So, you are saying it is possible for multiple, independant Fossil
clients to share a single repository?

I had assumed that Fossil had some internal signaling mechanism to
allow command line invocations while "fossil ui" (or fossil server")
was running - not unlike how you can enter "firefox example.com" and
the page will be opened in the existing browser instance, rather than
launching another browser instance.

One of the reasons we are looking at Fossil for issue tracking (and
are using Git for source VCS) is that no central server is required.
(Of course, one of the problems with running purely peer-to-peer is
the need tp pull/push between multiple PCs. That is not much of
problem with VCS within the software group, But with issue tracking -
especially when deployed beyond the software group - these pull/push
operations need to be fully automated.

If Fossil can operate with a shared repository, this might be a better
solution than trying to automate multi-way pull/push operations.

(If anyone is curious, within the software group, we are free to
manage our tools as we need - as long as our tools use only our PCs
and only use IT servers for file service. To run a server on an IT
server PC requires approval from both the CIO and CFO.)

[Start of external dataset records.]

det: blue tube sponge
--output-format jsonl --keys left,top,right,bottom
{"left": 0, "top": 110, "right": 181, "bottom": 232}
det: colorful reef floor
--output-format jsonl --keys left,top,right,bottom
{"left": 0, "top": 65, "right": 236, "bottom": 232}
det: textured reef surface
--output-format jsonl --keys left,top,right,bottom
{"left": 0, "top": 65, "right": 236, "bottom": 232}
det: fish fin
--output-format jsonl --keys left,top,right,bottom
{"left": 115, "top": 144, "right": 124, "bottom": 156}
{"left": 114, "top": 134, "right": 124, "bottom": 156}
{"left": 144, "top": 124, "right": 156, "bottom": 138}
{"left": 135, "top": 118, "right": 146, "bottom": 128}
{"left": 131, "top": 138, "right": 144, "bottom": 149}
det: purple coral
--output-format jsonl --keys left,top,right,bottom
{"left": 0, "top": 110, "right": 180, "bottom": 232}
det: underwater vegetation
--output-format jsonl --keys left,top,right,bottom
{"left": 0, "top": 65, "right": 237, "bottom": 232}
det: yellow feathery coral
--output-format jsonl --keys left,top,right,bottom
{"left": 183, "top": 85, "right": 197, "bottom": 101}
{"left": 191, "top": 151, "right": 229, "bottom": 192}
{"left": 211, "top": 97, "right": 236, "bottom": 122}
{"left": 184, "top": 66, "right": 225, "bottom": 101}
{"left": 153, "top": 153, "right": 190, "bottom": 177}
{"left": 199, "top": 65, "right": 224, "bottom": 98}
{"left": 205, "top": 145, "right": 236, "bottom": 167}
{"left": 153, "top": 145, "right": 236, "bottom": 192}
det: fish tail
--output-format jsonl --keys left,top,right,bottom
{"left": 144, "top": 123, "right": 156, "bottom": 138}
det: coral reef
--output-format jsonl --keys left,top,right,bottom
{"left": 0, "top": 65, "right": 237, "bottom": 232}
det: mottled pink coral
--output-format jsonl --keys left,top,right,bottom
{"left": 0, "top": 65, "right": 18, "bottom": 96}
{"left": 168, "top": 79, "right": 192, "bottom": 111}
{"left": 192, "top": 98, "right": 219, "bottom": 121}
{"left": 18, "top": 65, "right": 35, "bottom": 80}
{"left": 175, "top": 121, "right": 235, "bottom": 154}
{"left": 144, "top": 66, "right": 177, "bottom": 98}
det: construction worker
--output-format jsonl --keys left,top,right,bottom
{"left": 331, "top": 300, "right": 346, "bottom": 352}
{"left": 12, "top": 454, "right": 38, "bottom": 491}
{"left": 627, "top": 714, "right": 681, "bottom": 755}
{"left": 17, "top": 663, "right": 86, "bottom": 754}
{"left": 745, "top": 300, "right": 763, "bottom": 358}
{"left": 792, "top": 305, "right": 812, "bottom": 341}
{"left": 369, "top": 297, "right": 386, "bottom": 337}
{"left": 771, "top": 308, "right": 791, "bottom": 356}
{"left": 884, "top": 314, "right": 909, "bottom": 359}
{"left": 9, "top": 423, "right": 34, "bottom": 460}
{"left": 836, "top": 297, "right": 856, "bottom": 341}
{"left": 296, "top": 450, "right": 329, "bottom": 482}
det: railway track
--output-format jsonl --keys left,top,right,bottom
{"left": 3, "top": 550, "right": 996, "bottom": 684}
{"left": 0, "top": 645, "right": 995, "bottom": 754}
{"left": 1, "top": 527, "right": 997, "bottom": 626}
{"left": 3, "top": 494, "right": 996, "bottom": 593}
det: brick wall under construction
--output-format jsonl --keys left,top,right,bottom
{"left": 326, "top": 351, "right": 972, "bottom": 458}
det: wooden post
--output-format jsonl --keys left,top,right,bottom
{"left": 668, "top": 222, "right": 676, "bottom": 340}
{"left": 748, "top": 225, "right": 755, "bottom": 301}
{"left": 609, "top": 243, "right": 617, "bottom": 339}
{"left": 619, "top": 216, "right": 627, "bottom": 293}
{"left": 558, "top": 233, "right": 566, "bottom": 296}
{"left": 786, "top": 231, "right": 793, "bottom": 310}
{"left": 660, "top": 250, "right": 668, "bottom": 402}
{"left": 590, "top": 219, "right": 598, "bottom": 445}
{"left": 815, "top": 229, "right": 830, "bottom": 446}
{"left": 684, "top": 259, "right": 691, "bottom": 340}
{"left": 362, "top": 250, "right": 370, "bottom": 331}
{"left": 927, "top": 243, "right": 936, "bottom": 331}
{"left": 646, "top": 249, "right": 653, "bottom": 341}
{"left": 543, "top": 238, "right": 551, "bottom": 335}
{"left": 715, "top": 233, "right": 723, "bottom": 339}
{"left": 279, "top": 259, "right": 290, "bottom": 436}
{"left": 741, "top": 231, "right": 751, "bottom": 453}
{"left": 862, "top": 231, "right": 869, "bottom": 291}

On Mon, Jan 31, 2011 at 10:23 AM, Richard Hipp <d...@sqlite.org> wrote:
> Posix advisory locking tends to give problems on many NFS implementations.
> You can cause Fossil to use dot-file locking instead by setting an
> environment variable:
>
>    export FOSSIL_VFS=unix-dotfile
>
> That might fix your problem.  Caution, though:  If you have two different
> copies of Fossil running and one is using dotfile locking and the other
> posix advisory locking, then they might step on one another and corrupt the
> database!  So if you use FOSSIL_VFS, make sure you use it consistently!